Batchrunner¶
A single class to manage a batch run or parameter sweep of a given model.
- batch_run(model_cls: Type[Model], parameters: Mapping[str, Any | Iterable[Any]], number_processes: int | None = 1, iterations: int = 1, data_collection_period: int = -1, max_steps: int = 1000, display_progress: bool = True) List[Dict[str, Any]] [source]¶
Batch run a mesa model with a set of parameter values.
Parameters¶
- model_clsType[Model]
The model class to batch-run
- parametersMapping[str, Union[Any, Iterable[Any]]],
Dictionary with model parameters over which to run the model. You can either pass single values or iterables.

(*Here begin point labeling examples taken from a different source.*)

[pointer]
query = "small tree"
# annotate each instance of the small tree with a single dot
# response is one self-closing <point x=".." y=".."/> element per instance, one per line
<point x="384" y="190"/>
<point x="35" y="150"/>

- number_processesint, optional
Number of processes used, by default 1. Set this to None if you want to use all CPUs.
- iterationsint, optional
Number of iterations for each parameter combination, by default 1
- data_collection_periodint, optional
Number of steps after which data gets collected, by default -1 (end of episode)
- max_stepsint, optional
Maximum number of model steps after which the model halts, by default 1000
- display_progressbool, optional
Display batch run process, by default True
Returns¶
- List[Dict[str, Any]]
[description]
- class FixedBatchRunner(model_cls, parameters_list=None, fixed_parameters=None, iterations=1, max_steps=1000, model_reporters=None, agent_reporters=None, display_progress=True)[source]¶
This class is instantiated with a model class, and model parameters associated with one or more values. It is also instantiated with model and agent-level reporters, dictionaries mapping a variable name to a function which collects some data from the model or its agents at the end of the run and stores it.
Note that by default, the reporters only collect data at the end of the run. To get step by step data, simply have a reporter store the model’s entire DataCollector object.
Create a new BatchRunner for a given model with the given parameters.
- Args:
model_cls: The class of model to batch-run. parameters_list: A list of dictionaries of parameter sets.
The model will be run with dictionary of parameters. For example, given parameters_list of
[{“homophily”: 3, “density”: 0.8, “minority_pc”: 0.2}, {“homophily”: 2, “density”: 0.9, “minority_pc”: 0.1}, {“homophily”: 4, “density”: 0.6, “minority_pc”: 0.5}]
3 models will be run, one for each provided set of parameters.
- fixed_parameters: Dictionary of parameters that stay same through
- all batch runs. For example, given fixed_parameters of
{“constant_parameter”: 3},
every instantiated model will be passed constant_parameter=3 as a kwarg.
- iterations: The total number of times to run the model for each set
of parameters.
- max_steps: Upper limit of steps above which each run will be halted
if it hasn’t halted on its own.
- model_reporters: The dictionary of variables to collect on each run
at the end, with variable names mapped to a function to collect them. For example:
{“agent_count”: lambda m: m.schedule.get_agent_count()}
- agent_reporters: Like model_reporters, but each variable is now
collected at the level of each agent present in the model at the end of the run.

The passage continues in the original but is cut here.